Here we show that conjugates of siRNA and the vector peptide Penetratin1 (Pen1) (V-siRNA) can be used to rapidly deliver active siRNAs to primary cultures of neurons with very high efficiency and very low toxicity. The siRNA is linked to Pen1 by a disulfide bond, which is cleaved in the reducing environment of the cytoplasm, freeing the siRNA. siRNAs delivered in this way rapidly and effectively reduce expression of specific proteins in neuronal cultures. We show that, in contrast to results seen in cell-free systems, protein knock-down mediated by perfectly complementary siRNA in neurons does not require, and can precede, target mRNA degradation.
Materials and Methods
Hippocampal neuron cultures. Hippocampi were dissected from embryonic day 18 rat fetuses, dissociated by trituration in serum-free medium, plated on polylysine (0.1 mg/ml)-coated tissue culture wells or Lab-Tek (Naperville, IL) cover glass chamber slide wells, and maintained in a serum-free environment. Medium consisted of a 1:1 mixture of Eagle's MEM and Ham's F12 (Invitrogen, Carlsbad, CA) supplemented with glucose (6 mg/ml), putrescine (60 μm), progesterone (20 nm), transferrin (100 μg/ml), selenium (30 nm), penicillin (0.5 U/ml), and streptomycin (0.5 μg/ml) (Sigma, St. Louis, MO). In all experiments, neurons were cultured for 5 d before treatment. Cultures contain <2% glial cells, confirmed by staining for glial markers. For cell survival studies, indicated agents were added as described previously [3 μm 4-hydroxynonenal (HNE); Cayman Chemical, Ann Arbor, MI (Rabacchi et al., 2004); vector-linked antisense oligonucleotide targeting superoxide dismutase1 (SOD1) (V-ASOD1) (Troy and Shelanski, 1994; Troy et al., 1996a)].
Sympathetic neuron cultures.

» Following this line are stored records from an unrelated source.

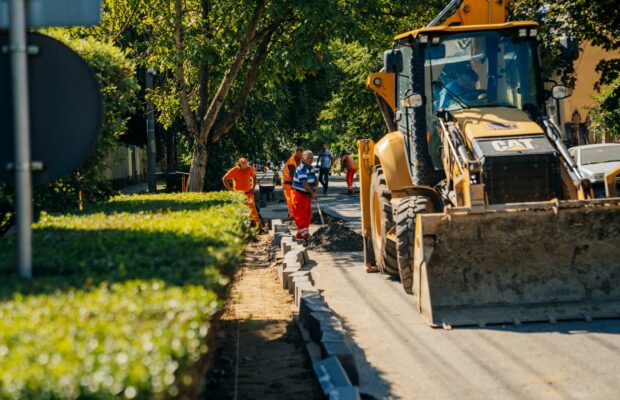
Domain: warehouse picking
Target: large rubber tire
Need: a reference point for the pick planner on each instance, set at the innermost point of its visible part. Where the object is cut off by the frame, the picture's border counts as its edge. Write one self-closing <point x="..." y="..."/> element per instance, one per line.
<point x="381" y="222"/>
<point x="408" y="208"/>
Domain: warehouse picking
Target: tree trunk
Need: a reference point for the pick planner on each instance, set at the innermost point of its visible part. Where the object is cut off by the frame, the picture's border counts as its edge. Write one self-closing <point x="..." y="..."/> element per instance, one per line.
<point x="198" y="168"/>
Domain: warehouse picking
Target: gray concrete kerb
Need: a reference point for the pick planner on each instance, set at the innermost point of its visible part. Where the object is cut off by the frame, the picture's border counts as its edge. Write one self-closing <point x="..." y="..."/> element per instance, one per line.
<point x="274" y="223"/>
<point x="297" y="277"/>
<point x="286" y="272"/>
<point x="337" y="371"/>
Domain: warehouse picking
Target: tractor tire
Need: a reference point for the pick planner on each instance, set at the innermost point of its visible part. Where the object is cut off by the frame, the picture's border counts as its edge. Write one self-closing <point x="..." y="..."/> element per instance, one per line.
<point x="381" y="222"/>
<point x="405" y="216"/>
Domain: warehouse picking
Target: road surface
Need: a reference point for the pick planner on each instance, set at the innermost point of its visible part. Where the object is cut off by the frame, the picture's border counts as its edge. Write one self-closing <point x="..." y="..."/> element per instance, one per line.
<point x="401" y="357"/>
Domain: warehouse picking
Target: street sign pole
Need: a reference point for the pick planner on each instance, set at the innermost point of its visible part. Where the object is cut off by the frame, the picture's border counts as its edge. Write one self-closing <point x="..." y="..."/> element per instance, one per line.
<point x="18" y="49"/>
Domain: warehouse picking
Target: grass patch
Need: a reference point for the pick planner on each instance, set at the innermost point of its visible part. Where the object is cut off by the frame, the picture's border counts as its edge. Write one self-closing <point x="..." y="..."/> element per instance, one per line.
<point x="121" y="299"/>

Primary cultures of dissociated sympathetic neurons were prepared from the superior cervical ganglia (SCG) of postnatal day 1 mice and rats (Troy et al., 2001). Briefly, SCGs were removed from the neonates, and capsules were removed by trypsinization. Cells were resuspended in RPMI 1640 with 10% horse serum and mouse NGF (50 ng/ml) and plated on Lab-Tek cover glass chamber slides coated with Matrigel (BD Biosciences, Bedford, MA). One day after plating, uridine and 5-fluorodeoxyuridine (10 μm each) were added to the cultures and left for 4 d to eliminate non-neuronal cells.

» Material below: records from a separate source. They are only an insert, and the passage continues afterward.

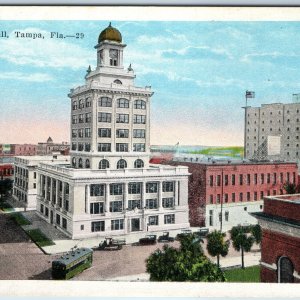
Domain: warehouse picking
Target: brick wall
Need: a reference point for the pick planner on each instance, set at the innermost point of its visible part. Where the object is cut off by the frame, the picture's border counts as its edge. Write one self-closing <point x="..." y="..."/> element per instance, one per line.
<point x="273" y="246"/>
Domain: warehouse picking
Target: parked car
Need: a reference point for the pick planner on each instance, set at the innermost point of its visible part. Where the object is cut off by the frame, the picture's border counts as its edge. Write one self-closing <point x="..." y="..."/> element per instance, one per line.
<point x="111" y="244"/>
<point x="183" y="233"/>
<point x="165" y="237"/>
<point x="202" y="232"/>
<point x="149" y="239"/>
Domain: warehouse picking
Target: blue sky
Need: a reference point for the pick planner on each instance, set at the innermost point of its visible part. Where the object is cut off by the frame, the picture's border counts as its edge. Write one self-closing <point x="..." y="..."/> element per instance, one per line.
<point x="199" y="72"/>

siRNA design. siRNAs were designed according to published design guidelines with dTdT 3′ overhangs (Elbashir et al., 2001). Sequences for the sense strand of the central 19-nt double-stranded region were: SOD1i-1, UCCUCACUCUAAGAAACAU; SOD1i-2, CCAGUGGUGGUGUCAGGAC; caspase (Casp)3i, CCUCAGAGAGACAUUCAUG; Casp8i, GCACAGAGAGAAGAAUGAG; Casp9i, GGCACCCUGGCUUCACUCU; M2i, UCUUGUCAAAUUGGACAAA. All siRNAs target the open reading frame, as shown in Figure 1.
siRNA coupling. siRNA duplexes with a 5′ thiol on the sense strand were synthesized and HPLC purified (Dharmacon, Lafayette, CO and Xeragon, Germantown, MD). For uptake studies, siRNAs were synthesized with a 5′ thiol on the sense strand and 5′ FITC on the antisense strand. Annealed siRNA duplexes were resuspended in buffer provided by the manufacturer and treated with an equimolar mixture of Tris (2-carboxyethyl)phosphine at 20°C for 15 min. An equimolar ratio of Penetratin1 (Q-Biogene, Carlsbad, CA) was added, and the mixture heated to 65°C for 15 min and then incubated at 37°C for 1 hr. The yields of the reactions were estimated at 90% by SDS-PAGE using SyProRuby (Molecular Probes, Eugene, OR) (data not shown).
Transfection of hippocampal neurons. Lipofectamine 2000 (Invitrogen) was mixed with the siRNA construct according to the manufacturer's instructions and added to hippocampal neurons that had been in culture for 5 d. Each well received 2 μl of lipofectamine and 60 picomoles of siRNA in a total volume of 400 μl.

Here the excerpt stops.